Everything installs (was: yum downloads need revamping)

Dax Kelson dax at gurulabs.com
Tue Dec 20 18:11:20 UTC 2005


On Tue, 2005-12-20 at 10:48 -0500, Jeff Spaleta wrote:
> On 12/20/05, Otto Haliburton <ottohaliburton at comcast.net> wrote:
> > well, i can agree with you if fedora was a production system, as far as
> > I know it is a development system and the object is to select a complete
> > download,
> 
> Pretty sure noone sane thinks an "everything" install is a good idea.
> But you are free to continue to attempt them.

For a "production" box (server) that is performing some defined task(s),
I agree that "everything" is a bad idea.

For a "power user"/developer box, I don't see any problem with an
"everything" install. Hard disk space is cheap and you can find some
cool apps you may not have found otherwise.

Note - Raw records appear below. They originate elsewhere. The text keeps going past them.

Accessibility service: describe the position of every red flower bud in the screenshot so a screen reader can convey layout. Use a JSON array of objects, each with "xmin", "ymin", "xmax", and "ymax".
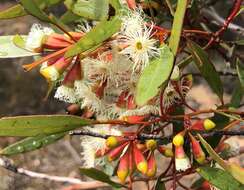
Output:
[
  {"xmin": 157, "ymin": 146, "xmax": 174, "ymax": 158},
  {"xmin": 147, "ymin": 152, "xmax": 157, "ymax": 177},
  {"xmin": 108, "ymin": 142, "xmax": 128, "ymax": 162},
  {"xmin": 117, "ymin": 151, "xmax": 130, "ymax": 183},
  {"xmin": 133, "ymin": 143, "xmax": 148, "ymax": 174},
  {"xmin": 189, "ymin": 134, "xmax": 206, "ymax": 164}
]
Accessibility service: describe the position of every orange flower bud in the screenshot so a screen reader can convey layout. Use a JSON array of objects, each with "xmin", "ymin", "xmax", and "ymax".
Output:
[
  {"xmin": 133, "ymin": 146, "xmax": 148, "ymax": 174},
  {"xmin": 203, "ymin": 119, "xmax": 216, "ymax": 131},
  {"xmin": 147, "ymin": 152, "xmax": 157, "ymax": 177},
  {"xmin": 191, "ymin": 119, "xmax": 216, "ymax": 131},
  {"xmin": 43, "ymin": 33, "xmax": 74, "ymax": 49},
  {"xmin": 108, "ymin": 142, "xmax": 128, "ymax": 162},
  {"xmin": 146, "ymin": 139, "xmax": 157, "ymax": 150},
  {"xmin": 62, "ymin": 62, "xmax": 82, "ymax": 87},
  {"xmin": 158, "ymin": 146, "xmax": 174, "ymax": 158},
  {"xmin": 40, "ymin": 57, "xmax": 72, "ymax": 81},
  {"xmin": 189, "ymin": 134, "xmax": 206, "ymax": 164},
  {"xmin": 136, "ymin": 143, "xmax": 147, "ymax": 152},
  {"xmin": 106, "ymin": 136, "xmax": 125, "ymax": 148},
  {"xmin": 126, "ymin": 0, "xmax": 136, "ymax": 9},
  {"xmin": 175, "ymin": 146, "xmax": 191, "ymax": 171},
  {"xmin": 117, "ymin": 151, "xmax": 130, "ymax": 183},
  {"xmin": 95, "ymin": 147, "xmax": 110, "ymax": 158},
  {"xmin": 122, "ymin": 115, "xmax": 147, "ymax": 123},
  {"xmin": 173, "ymin": 131, "xmax": 185, "ymax": 146}
]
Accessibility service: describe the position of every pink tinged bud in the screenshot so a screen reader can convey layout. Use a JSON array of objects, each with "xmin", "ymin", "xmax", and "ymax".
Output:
[
  {"xmin": 189, "ymin": 134, "xmax": 206, "ymax": 164},
  {"xmin": 126, "ymin": 0, "xmax": 136, "ymax": 9},
  {"xmin": 95, "ymin": 147, "xmax": 111, "ymax": 158},
  {"xmin": 173, "ymin": 131, "xmax": 185, "ymax": 146},
  {"xmin": 157, "ymin": 146, "xmax": 174, "ymax": 158},
  {"xmin": 69, "ymin": 32, "xmax": 85, "ymax": 41},
  {"xmin": 133, "ymin": 146, "xmax": 148, "ymax": 174},
  {"xmin": 146, "ymin": 139, "xmax": 157, "ymax": 150},
  {"xmin": 117, "ymin": 151, "xmax": 130, "ymax": 183},
  {"xmin": 62, "ymin": 61, "xmax": 82, "ymax": 87},
  {"xmin": 128, "ymin": 146, "xmax": 135, "ymax": 175},
  {"xmin": 191, "ymin": 120, "xmax": 205, "ymax": 131},
  {"xmin": 108, "ymin": 142, "xmax": 128, "ymax": 162},
  {"xmin": 106, "ymin": 136, "xmax": 126, "ymax": 148},
  {"xmin": 147, "ymin": 152, "xmax": 157, "ymax": 177},
  {"xmin": 175, "ymin": 146, "xmax": 191, "ymax": 171},
  {"xmin": 23, "ymin": 47, "xmax": 70, "ymax": 71}
]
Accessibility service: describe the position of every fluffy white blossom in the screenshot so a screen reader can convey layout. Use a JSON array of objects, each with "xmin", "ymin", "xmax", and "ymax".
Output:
[
  {"xmin": 224, "ymin": 137, "xmax": 241, "ymax": 156},
  {"xmin": 81, "ymin": 125, "xmax": 122, "ymax": 168},
  {"xmin": 54, "ymin": 85, "xmax": 77, "ymax": 103},
  {"xmin": 74, "ymin": 81, "xmax": 104, "ymax": 114},
  {"xmin": 163, "ymin": 83, "xmax": 180, "ymax": 110},
  {"xmin": 120, "ymin": 105, "xmax": 159, "ymax": 118},
  {"xmin": 121, "ymin": 8, "xmax": 145, "ymax": 35},
  {"xmin": 175, "ymin": 157, "xmax": 191, "ymax": 171},
  {"xmin": 120, "ymin": 23, "xmax": 160, "ymax": 71},
  {"xmin": 25, "ymin": 24, "xmax": 54, "ymax": 51}
]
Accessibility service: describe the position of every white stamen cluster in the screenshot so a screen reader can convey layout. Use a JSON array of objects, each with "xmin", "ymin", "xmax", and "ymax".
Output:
[
  {"xmin": 81, "ymin": 125, "xmax": 122, "ymax": 168},
  {"xmin": 25, "ymin": 24, "xmax": 54, "ymax": 51}
]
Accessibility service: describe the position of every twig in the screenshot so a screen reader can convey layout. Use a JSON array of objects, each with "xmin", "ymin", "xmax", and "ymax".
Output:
[
  {"xmin": 202, "ymin": 6, "xmax": 244, "ymax": 35},
  {"xmin": 206, "ymin": 0, "xmax": 242, "ymax": 47}
]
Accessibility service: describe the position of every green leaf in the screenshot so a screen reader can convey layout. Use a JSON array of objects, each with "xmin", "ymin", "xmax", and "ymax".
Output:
[
  {"xmin": 60, "ymin": 10, "xmax": 80, "ymax": 24},
  {"xmin": 0, "ymin": 4, "xmax": 27, "ymax": 19},
  {"xmin": 236, "ymin": 59, "xmax": 244, "ymax": 89},
  {"xmin": 0, "ymin": 36, "xmax": 39, "ymax": 58},
  {"xmin": 72, "ymin": 0, "xmax": 109, "ymax": 20},
  {"xmin": 0, "ymin": 115, "xmax": 93, "ymax": 137},
  {"xmin": 0, "ymin": 133, "xmax": 65, "ymax": 156},
  {"xmin": 230, "ymin": 80, "xmax": 244, "ymax": 108},
  {"xmin": 169, "ymin": 0, "xmax": 188, "ymax": 55},
  {"xmin": 187, "ymin": 41, "xmax": 223, "ymax": 101},
  {"xmin": 80, "ymin": 168, "xmax": 123, "ymax": 188},
  {"xmin": 197, "ymin": 167, "xmax": 244, "ymax": 190},
  {"xmin": 65, "ymin": 16, "xmax": 121, "ymax": 57},
  {"xmin": 136, "ymin": 45, "xmax": 174, "ymax": 106},
  {"xmin": 154, "ymin": 178, "xmax": 166, "ymax": 190},
  {"xmin": 20, "ymin": 0, "xmax": 51, "ymax": 22}
]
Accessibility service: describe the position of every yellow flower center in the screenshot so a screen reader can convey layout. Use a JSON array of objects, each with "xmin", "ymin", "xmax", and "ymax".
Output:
[{"xmin": 136, "ymin": 42, "xmax": 142, "ymax": 50}]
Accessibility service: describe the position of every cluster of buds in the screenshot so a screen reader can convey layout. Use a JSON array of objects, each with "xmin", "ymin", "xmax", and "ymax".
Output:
[
  {"xmin": 173, "ymin": 119, "xmax": 215, "ymax": 171},
  {"xmin": 96, "ymin": 134, "xmax": 173, "ymax": 183}
]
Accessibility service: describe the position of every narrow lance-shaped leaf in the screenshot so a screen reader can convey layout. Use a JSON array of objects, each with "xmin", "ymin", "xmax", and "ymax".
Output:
[
  {"xmin": 0, "ymin": 115, "xmax": 93, "ymax": 137},
  {"xmin": 169, "ymin": 0, "xmax": 188, "ymax": 55},
  {"xmin": 236, "ymin": 59, "xmax": 244, "ymax": 89},
  {"xmin": 136, "ymin": 45, "xmax": 174, "ymax": 105},
  {"xmin": 198, "ymin": 134, "xmax": 244, "ymax": 184},
  {"xmin": 0, "ymin": 4, "xmax": 27, "ymax": 20},
  {"xmin": 0, "ymin": 133, "xmax": 65, "ymax": 156},
  {"xmin": 20, "ymin": 0, "xmax": 51, "ymax": 22},
  {"xmin": 187, "ymin": 41, "xmax": 223, "ymax": 101},
  {"xmin": 154, "ymin": 178, "xmax": 166, "ymax": 190},
  {"xmin": 65, "ymin": 16, "xmax": 121, "ymax": 57},
  {"xmin": 72, "ymin": 0, "xmax": 109, "ymax": 20},
  {"xmin": 230, "ymin": 80, "xmax": 244, "ymax": 108},
  {"xmin": 0, "ymin": 36, "xmax": 38, "ymax": 58},
  {"xmin": 80, "ymin": 168, "xmax": 123, "ymax": 188},
  {"xmin": 197, "ymin": 167, "xmax": 244, "ymax": 190}
]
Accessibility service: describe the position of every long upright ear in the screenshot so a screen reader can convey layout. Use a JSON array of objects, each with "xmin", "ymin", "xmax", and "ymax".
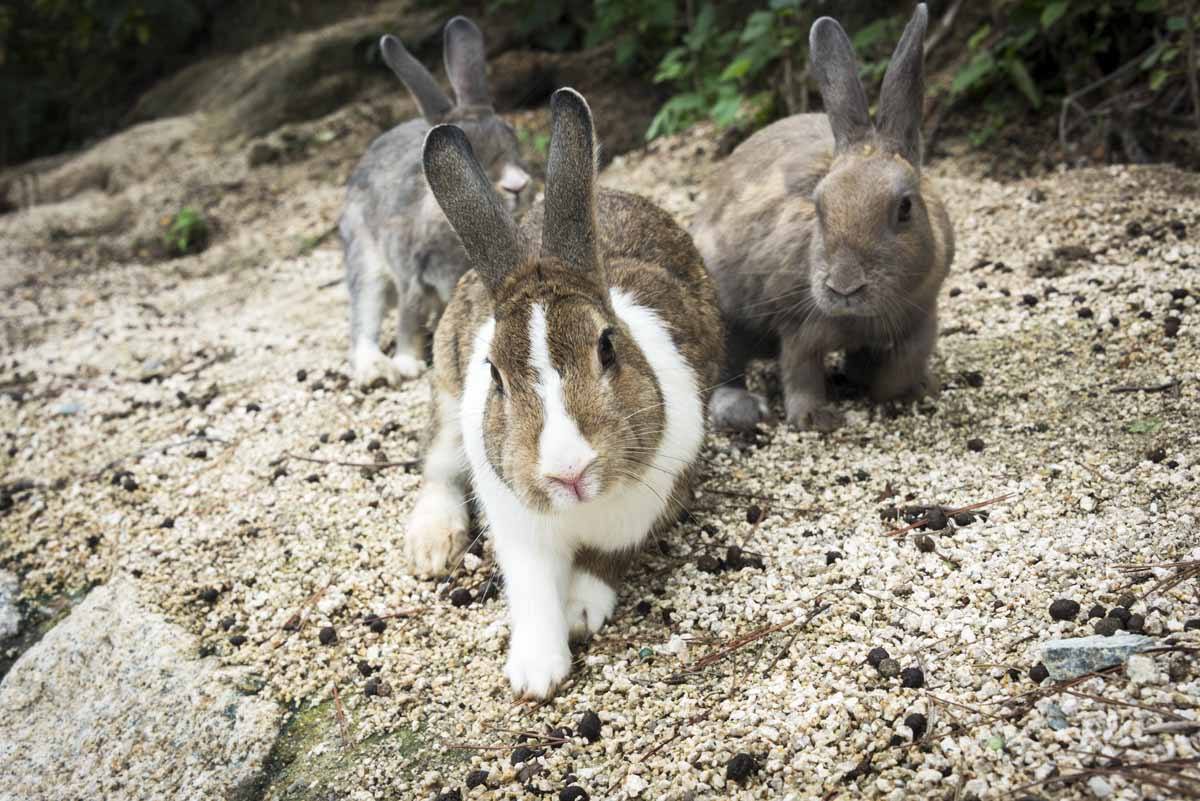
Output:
[
  {"xmin": 875, "ymin": 2, "xmax": 929, "ymax": 167},
  {"xmin": 379, "ymin": 36, "xmax": 450, "ymax": 125},
  {"xmin": 422, "ymin": 125, "xmax": 529, "ymax": 291},
  {"xmin": 809, "ymin": 17, "xmax": 874, "ymax": 152},
  {"xmin": 443, "ymin": 17, "xmax": 492, "ymax": 106},
  {"xmin": 541, "ymin": 89, "xmax": 601, "ymax": 275}
]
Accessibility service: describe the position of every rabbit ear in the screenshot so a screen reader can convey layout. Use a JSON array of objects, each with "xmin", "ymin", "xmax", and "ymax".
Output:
[
  {"xmin": 379, "ymin": 36, "xmax": 451, "ymax": 125},
  {"xmin": 443, "ymin": 17, "xmax": 492, "ymax": 107},
  {"xmin": 809, "ymin": 17, "xmax": 874, "ymax": 152},
  {"xmin": 541, "ymin": 89, "xmax": 600, "ymax": 273},
  {"xmin": 422, "ymin": 125, "xmax": 528, "ymax": 291},
  {"xmin": 875, "ymin": 2, "xmax": 929, "ymax": 167}
]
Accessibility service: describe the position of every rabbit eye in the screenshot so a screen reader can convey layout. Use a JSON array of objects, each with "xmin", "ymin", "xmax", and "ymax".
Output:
[{"xmin": 596, "ymin": 329, "xmax": 617, "ymax": 369}]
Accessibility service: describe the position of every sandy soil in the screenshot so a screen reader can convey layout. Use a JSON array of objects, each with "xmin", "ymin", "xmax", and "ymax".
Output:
[{"xmin": 0, "ymin": 94, "xmax": 1200, "ymax": 800}]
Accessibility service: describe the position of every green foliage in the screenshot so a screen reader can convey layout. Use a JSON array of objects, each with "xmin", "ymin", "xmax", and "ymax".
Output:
[
  {"xmin": 949, "ymin": 0, "xmax": 1188, "ymax": 122},
  {"xmin": 163, "ymin": 206, "xmax": 209, "ymax": 255},
  {"xmin": 0, "ymin": 0, "xmax": 208, "ymax": 164}
]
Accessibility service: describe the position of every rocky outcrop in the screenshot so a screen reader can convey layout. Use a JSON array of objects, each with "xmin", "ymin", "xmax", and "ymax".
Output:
[{"xmin": 0, "ymin": 579, "xmax": 281, "ymax": 801}]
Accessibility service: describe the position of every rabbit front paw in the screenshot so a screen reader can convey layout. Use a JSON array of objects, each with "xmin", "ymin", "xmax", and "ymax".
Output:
[
  {"xmin": 708, "ymin": 386, "xmax": 769, "ymax": 432},
  {"xmin": 404, "ymin": 486, "xmax": 470, "ymax": 577},
  {"xmin": 566, "ymin": 571, "xmax": 617, "ymax": 639},
  {"xmin": 504, "ymin": 631, "xmax": 571, "ymax": 700}
]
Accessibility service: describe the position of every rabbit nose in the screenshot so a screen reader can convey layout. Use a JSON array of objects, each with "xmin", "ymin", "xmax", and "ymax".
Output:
[{"xmin": 500, "ymin": 164, "xmax": 529, "ymax": 194}]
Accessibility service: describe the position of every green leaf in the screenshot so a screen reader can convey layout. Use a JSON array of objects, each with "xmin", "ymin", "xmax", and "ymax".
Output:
[
  {"xmin": 721, "ymin": 55, "xmax": 754, "ymax": 80},
  {"xmin": 950, "ymin": 53, "xmax": 996, "ymax": 95},
  {"xmin": 1126, "ymin": 417, "xmax": 1163, "ymax": 434},
  {"xmin": 1042, "ymin": 0, "xmax": 1070, "ymax": 30},
  {"xmin": 1004, "ymin": 58, "xmax": 1042, "ymax": 108},
  {"xmin": 967, "ymin": 25, "xmax": 991, "ymax": 50}
]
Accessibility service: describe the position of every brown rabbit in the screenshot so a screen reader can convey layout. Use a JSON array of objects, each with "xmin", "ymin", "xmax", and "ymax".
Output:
[
  {"xmin": 692, "ymin": 4, "xmax": 954, "ymax": 430},
  {"xmin": 406, "ymin": 89, "xmax": 724, "ymax": 698}
]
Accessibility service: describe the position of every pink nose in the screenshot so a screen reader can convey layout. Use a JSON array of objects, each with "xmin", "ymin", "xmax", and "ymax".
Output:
[{"xmin": 546, "ymin": 470, "xmax": 583, "ymax": 500}]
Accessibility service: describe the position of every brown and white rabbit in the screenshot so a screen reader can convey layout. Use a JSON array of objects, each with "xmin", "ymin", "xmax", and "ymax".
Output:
[
  {"xmin": 406, "ymin": 89, "xmax": 724, "ymax": 698},
  {"xmin": 692, "ymin": 4, "xmax": 954, "ymax": 430},
  {"xmin": 338, "ymin": 17, "xmax": 533, "ymax": 384}
]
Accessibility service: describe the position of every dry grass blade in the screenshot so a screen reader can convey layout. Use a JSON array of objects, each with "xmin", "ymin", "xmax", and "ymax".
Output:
[{"xmin": 886, "ymin": 493, "xmax": 1016, "ymax": 537}]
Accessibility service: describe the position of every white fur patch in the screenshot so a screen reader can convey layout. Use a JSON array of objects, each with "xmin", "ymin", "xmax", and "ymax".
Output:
[
  {"xmin": 566, "ymin": 570, "xmax": 617, "ymax": 637},
  {"xmin": 529, "ymin": 303, "xmax": 596, "ymax": 507}
]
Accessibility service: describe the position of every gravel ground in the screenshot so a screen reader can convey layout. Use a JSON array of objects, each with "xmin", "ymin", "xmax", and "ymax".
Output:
[{"xmin": 0, "ymin": 101, "xmax": 1200, "ymax": 801}]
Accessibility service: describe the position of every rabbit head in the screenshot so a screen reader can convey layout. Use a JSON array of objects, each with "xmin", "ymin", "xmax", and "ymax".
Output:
[
  {"xmin": 379, "ymin": 17, "xmax": 533, "ymax": 212},
  {"xmin": 809, "ymin": 4, "xmax": 947, "ymax": 318},
  {"xmin": 424, "ymin": 89, "xmax": 664, "ymax": 513}
]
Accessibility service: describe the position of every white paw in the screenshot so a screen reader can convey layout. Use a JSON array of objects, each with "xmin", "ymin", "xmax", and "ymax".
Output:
[
  {"xmin": 404, "ymin": 484, "xmax": 470, "ymax": 577},
  {"xmin": 504, "ymin": 631, "xmax": 571, "ymax": 700},
  {"xmin": 566, "ymin": 570, "xmax": 617, "ymax": 639},
  {"xmin": 391, "ymin": 354, "xmax": 428, "ymax": 379},
  {"xmin": 350, "ymin": 344, "xmax": 404, "ymax": 386}
]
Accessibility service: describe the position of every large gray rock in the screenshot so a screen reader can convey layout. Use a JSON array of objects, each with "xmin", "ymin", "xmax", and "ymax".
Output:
[
  {"xmin": 0, "ymin": 579, "xmax": 281, "ymax": 801},
  {"xmin": 1042, "ymin": 632, "xmax": 1154, "ymax": 681},
  {"xmin": 0, "ymin": 570, "xmax": 20, "ymax": 642}
]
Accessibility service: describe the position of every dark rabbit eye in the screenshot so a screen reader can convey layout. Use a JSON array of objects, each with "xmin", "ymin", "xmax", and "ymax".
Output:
[{"xmin": 596, "ymin": 329, "xmax": 617, "ymax": 369}]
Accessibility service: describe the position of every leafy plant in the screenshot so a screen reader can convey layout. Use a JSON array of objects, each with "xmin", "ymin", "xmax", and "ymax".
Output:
[{"xmin": 163, "ymin": 206, "xmax": 209, "ymax": 257}]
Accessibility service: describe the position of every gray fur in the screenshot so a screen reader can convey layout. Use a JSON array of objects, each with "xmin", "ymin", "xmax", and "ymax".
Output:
[
  {"xmin": 338, "ymin": 17, "xmax": 533, "ymax": 384},
  {"xmin": 424, "ymin": 125, "xmax": 529, "ymax": 290},
  {"xmin": 541, "ymin": 89, "xmax": 602, "ymax": 279},
  {"xmin": 692, "ymin": 6, "xmax": 954, "ymax": 430}
]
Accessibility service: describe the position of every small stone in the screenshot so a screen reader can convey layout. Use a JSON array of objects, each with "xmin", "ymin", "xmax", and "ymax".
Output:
[
  {"xmin": 509, "ymin": 746, "xmax": 541, "ymax": 765},
  {"xmin": 1050, "ymin": 598, "xmax": 1079, "ymax": 620},
  {"xmin": 575, "ymin": 710, "xmax": 600, "ymax": 742},
  {"xmin": 725, "ymin": 754, "xmax": 758, "ymax": 784},
  {"xmin": 866, "ymin": 648, "xmax": 892, "ymax": 669},
  {"xmin": 875, "ymin": 658, "xmax": 900, "ymax": 679},
  {"xmin": 1042, "ymin": 633, "xmax": 1154, "ymax": 681},
  {"xmin": 1087, "ymin": 776, "xmax": 1112, "ymax": 799},
  {"xmin": 904, "ymin": 712, "xmax": 929, "ymax": 740},
  {"xmin": 925, "ymin": 507, "xmax": 947, "ymax": 531}
]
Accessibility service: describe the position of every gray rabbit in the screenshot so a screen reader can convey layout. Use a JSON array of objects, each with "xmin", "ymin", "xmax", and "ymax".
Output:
[
  {"xmin": 338, "ymin": 17, "xmax": 532, "ymax": 384},
  {"xmin": 692, "ymin": 4, "xmax": 954, "ymax": 430}
]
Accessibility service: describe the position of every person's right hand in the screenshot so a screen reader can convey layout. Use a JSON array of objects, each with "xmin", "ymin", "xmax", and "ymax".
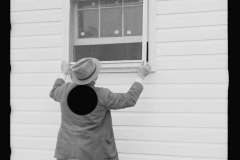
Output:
[{"xmin": 137, "ymin": 61, "xmax": 151, "ymax": 79}]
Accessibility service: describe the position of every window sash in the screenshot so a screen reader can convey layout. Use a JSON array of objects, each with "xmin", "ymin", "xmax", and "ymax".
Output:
[{"xmin": 70, "ymin": 0, "xmax": 149, "ymax": 63}]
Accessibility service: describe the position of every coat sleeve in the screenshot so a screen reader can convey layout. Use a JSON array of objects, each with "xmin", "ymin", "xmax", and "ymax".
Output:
[
  {"xmin": 105, "ymin": 82, "xmax": 143, "ymax": 110},
  {"xmin": 49, "ymin": 78, "xmax": 65, "ymax": 102}
]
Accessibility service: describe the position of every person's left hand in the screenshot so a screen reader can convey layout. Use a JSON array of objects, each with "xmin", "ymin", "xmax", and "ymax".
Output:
[{"xmin": 61, "ymin": 60, "xmax": 70, "ymax": 75}]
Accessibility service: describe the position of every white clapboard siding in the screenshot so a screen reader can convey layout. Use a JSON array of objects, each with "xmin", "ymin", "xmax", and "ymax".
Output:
[
  {"xmin": 10, "ymin": 34, "xmax": 62, "ymax": 49},
  {"xmin": 10, "ymin": 0, "xmax": 62, "ymax": 12},
  {"xmin": 157, "ymin": 54, "xmax": 228, "ymax": 70},
  {"xmin": 11, "ymin": 111, "xmax": 227, "ymax": 128},
  {"xmin": 11, "ymin": 54, "xmax": 228, "ymax": 74},
  {"xmin": 11, "ymin": 136, "xmax": 227, "ymax": 158},
  {"xmin": 10, "ymin": 84, "xmax": 228, "ymax": 99},
  {"xmin": 156, "ymin": 10, "xmax": 227, "ymax": 29},
  {"xmin": 10, "ymin": 0, "xmax": 229, "ymax": 160},
  {"xmin": 11, "ymin": 22, "xmax": 62, "ymax": 37},
  {"xmin": 11, "ymin": 124, "xmax": 227, "ymax": 144},
  {"xmin": 157, "ymin": 25, "xmax": 228, "ymax": 43},
  {"xmin": 10, "ymin": 47, "xmax": 62, "ymax": 62},
  {"xmin": 11, "ymin": 69, "xmax": 229, "ymax": 86},
  {"xmin": 156, "ymin": 40, "xmax": 228, "ymax": 56},
  {"xmin": 10, "ymin": 9, "xmax": 62, "ymax": 24},
  {"xmin": 10, "ymin": 98, "xmax": 228, "ymax": 113},
  {"xmin": 11, "ymin": 149, "xmax": 227, "ymax": 160},
  {"xmin": 157, "ymin": 0, "xmax": 228, "ymax": 15}
]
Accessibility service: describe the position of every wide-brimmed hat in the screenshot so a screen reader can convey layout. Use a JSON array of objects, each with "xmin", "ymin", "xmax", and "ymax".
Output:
[{"xmin": 70, "ymin": 57, "xmax": 102, "ymax": 85}]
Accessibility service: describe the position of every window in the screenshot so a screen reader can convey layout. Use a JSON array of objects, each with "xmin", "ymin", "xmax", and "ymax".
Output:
[{"xmin": 63, "ymin": 0, "xmax": 156, "ymax": 71}]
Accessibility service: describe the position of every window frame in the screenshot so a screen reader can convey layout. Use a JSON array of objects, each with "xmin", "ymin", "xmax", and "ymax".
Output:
[{"xmin": 62, "ymin": 0, "xmax": 156, "ymax": 72}]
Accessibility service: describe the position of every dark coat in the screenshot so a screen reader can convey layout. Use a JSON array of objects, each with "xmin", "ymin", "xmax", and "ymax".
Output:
[{"xmin": 50, "ymin": 78, "xmax": 143, "ymax": 160}]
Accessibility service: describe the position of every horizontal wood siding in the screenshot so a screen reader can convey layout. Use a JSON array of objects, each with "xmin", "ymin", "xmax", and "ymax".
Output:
[{"xmin": 10, "ymin": 0, "xmax": 229, "ymax": 160}]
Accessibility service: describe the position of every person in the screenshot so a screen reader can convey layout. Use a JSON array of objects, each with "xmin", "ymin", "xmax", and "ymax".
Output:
[{"xmin": 50, "ymin": 57, "xmax": 151, "ymax": 160}]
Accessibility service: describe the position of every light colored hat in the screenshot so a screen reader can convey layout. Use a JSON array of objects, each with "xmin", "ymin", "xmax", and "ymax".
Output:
[{"xmin": 70, "ymin": 57, "xmax": 102, "ymax": 85}]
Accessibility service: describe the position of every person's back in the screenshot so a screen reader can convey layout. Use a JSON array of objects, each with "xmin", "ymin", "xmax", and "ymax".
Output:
[{"xmin": 50, "ymin": 59, "xmax": 150, "ymax": 160}]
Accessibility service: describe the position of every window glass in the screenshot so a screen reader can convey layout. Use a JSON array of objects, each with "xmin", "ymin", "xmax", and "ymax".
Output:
[
  {"xmin": 78, "ymin": 0, "xmax": 99, "ymax": 9},
  {"xmin": 124, "ymin": 0, "xmax": 143, "ymax": 5},
  {"xmin": 124, "ymin": 5, "xmax": 143, "ymax": 36},
  {"xmin": 73, "ymin": 42, "xmax": 142, "ymax": 62},
  {"xmin": 100, "ymin": 0, "xmax": 122, "ymax": 7},
  {"xmin": 100, "ymin": 7, "xmax": 122, "ymax": 37},
  {"xmin": 78, "ymin": 9, "xmax": 99, "ymax": 38}
]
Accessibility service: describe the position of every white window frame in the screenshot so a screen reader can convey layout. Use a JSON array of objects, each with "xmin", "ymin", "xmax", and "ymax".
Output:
[{"xmin": 62, "ymin": 0, "xmax": 156, "ymax": 72}]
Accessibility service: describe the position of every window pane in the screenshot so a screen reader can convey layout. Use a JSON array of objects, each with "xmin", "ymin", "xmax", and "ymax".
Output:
[
  {"xmin": 100, "ymin": 7, "xmax": 122, "ymax": 37},
  {"xmin": 100, "ymin": 0, "xmax": 122, "ymax": 7},
  {"xmin": 73, "ymin": 42, "xmax": 142, "ymax": 62},
  {"xmin": 124, "ymin": 0, "xmax": 143, "ymax": 5},
  {"xmin": 78, "ymin": 9, "xmax": 99, "ymax": 38},
  {"xmin": 78, "ymin": 0, "xmax": 99, "ymax": 9},
  {"xmin": 124, "ymin": 5, "xmax": 143, "ymax": 36}
]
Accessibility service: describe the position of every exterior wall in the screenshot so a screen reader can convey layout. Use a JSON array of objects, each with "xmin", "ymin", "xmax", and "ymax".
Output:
[{"xmin": 11, "ymin": 0, "xmax": 228, "ymax": 160}]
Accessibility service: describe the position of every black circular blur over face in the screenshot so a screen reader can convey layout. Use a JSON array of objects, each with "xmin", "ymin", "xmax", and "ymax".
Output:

Additionally, I can recall some situations where an application
dynamically gets extra functionality and features if other *addon* or
*plugin* packages get installed.

For example, unless you have "kdeaddons" RPM installed the Konqueror
browser doesn't have the ability to save a web page offline in a
tarball. The menu item doesn't show up at all, what a mystery for
someone not familiar with low level KDE interactions. When I discovered
this a couple years ago the only way to get the "kdeaddons" RPMs
installed during installation was via an "everything" install. Possibly
this has changed now.

Personally, I prefer an "Mostly english-only everything install" on my
personal boxes. I do an "everything" install, and first thing after the
install finishes I run:

# trim some fat (1.1GB worth)
rpm -e `rpm -qa | grep ^openoffice.org-langpack` #  600MB
rpm -e `rpm -qa | grep ^kde-i18n` # 400MB
rpm -e `rpm -qa | grep -E ^man-pages-[[:alpha:]]` # 100MB

This may be helpful to the original poster.